L’Università di Padova, l’Istituto di Ricovero e Cura a Carattere Scientifico (IRCCS) Eugenio Medea di Conegliano, provincia di Treviso e l’Università di Cambridge, Regno Unito hanno confezionato un’interessante ricerca sul neuro sviluppo infantile. Con l’attività cerebrale in pausa, collegata al funzionamento cognitivo, sono emerse rilevanti disparità riguardante il sesso biologico, già in età prescolare. In particolare sembra esserci un nesso tra i neuroni a riposo, ossia quando non sono impegnati in nessuna attività e  l’apparato cognitivo quotidiano nella fascia d’età 4-6 anni. Quando sono assenti richieste cognitive esterne, la modalità con cui le informazioni sono trasmesse ed elaborate si differenzia in base al sesso biologico. L’attività cerebrale maschile è più oscillante e meno scontata al punto da determinare la condizione definita “stare con la testa tra le nuvole”! Mentre il sesso femminile attiva frequentemente le aree prefrontali del cervello, che sono connesse alla capacità di concentrazione e attivazione cognitiva.

In questo stadio viene manifestata una regolazione comportamentale ed emotiva più efficace. Quindi, secondo lo studio, le bambine mostrano una maggiore coerenza e stabilità nelle informazioni trasmesse tra le diverse aree cerebrali, per cui sono più concentrati e “sul pezzo” dei maschi, il cui cervello va un po’ dove gli pare. Lo scopo dello studio era di: comprendere come l’attività cerebrale in pausa dei bambini fosse diversa in rapporto al sesso e all’età; valutare se l’attività in questione potesse preannunciare possibili problemi del comportamento, emozioni o connessi a quelle capacità mentali che stimolano la programmazione a attuazione delle azioni. Studi di questo tipo, secondo gli autori, potrebbero produrre effetti importanti su alcune criticità cliniche, quali i disturbi del neuro sviluppo, autismo e ADHD, il disturbo da deficit di attenzione e iperattività, che è un disordine dello sviluppo neuro psichico del bambino e dell’adolescente, caratterizzato da disattenzione, iperattività e impulsività.

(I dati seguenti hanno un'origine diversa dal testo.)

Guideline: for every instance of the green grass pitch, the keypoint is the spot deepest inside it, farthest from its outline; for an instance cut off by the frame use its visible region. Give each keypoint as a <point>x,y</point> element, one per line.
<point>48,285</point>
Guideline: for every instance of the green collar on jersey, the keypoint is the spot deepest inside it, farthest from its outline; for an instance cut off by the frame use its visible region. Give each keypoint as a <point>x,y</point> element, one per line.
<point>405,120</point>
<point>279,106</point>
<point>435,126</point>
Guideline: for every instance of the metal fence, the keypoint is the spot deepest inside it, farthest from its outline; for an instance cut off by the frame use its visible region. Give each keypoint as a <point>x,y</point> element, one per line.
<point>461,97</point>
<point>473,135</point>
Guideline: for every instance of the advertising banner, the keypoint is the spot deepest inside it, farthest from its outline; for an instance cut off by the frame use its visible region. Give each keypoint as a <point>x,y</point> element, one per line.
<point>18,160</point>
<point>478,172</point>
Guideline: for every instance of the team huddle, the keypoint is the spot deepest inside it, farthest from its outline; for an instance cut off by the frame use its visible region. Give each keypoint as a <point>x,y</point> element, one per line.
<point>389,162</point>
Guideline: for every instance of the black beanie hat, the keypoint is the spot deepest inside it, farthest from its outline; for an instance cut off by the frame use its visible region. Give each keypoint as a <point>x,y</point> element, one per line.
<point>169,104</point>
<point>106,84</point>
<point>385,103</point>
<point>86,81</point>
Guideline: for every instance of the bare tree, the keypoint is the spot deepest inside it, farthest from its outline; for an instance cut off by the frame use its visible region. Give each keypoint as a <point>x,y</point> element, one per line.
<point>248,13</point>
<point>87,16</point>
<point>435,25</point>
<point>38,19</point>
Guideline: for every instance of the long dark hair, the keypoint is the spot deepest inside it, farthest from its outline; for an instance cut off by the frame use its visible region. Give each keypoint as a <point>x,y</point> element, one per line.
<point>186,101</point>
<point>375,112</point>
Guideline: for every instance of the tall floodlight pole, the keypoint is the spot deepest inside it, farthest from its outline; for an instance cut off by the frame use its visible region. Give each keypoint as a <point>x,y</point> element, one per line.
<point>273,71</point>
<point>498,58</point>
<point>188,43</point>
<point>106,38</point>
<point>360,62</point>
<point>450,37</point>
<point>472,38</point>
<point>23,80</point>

Soprattutto se ne potranno giovare le numerose famiglie che hanno in casa un figlio affetto da questa patologia e, a volte, non sanno a che santo votarsi. Inoltre con ulteriori sviluppi in questa direzione, si potranno mettere a punto percorsi terapeutici personalizzati, in primis nell’età prescolare, fase decisiva per lo sviluppo cognitivo. Ora è chiaro che ricerche di questo tipo vengono accolte favorevolmente dall’opinione pubblica per i possibili vantaggi che se ne potrebbero trarre. Suscita un sorriso il fatto che una volta era opinione comune che le donne si distraevano con facilità perché, in attesa del “principe azzurro”, stavano con la “testa tra le nuvole”. Invece la Scienza ha dimostrato il contrario!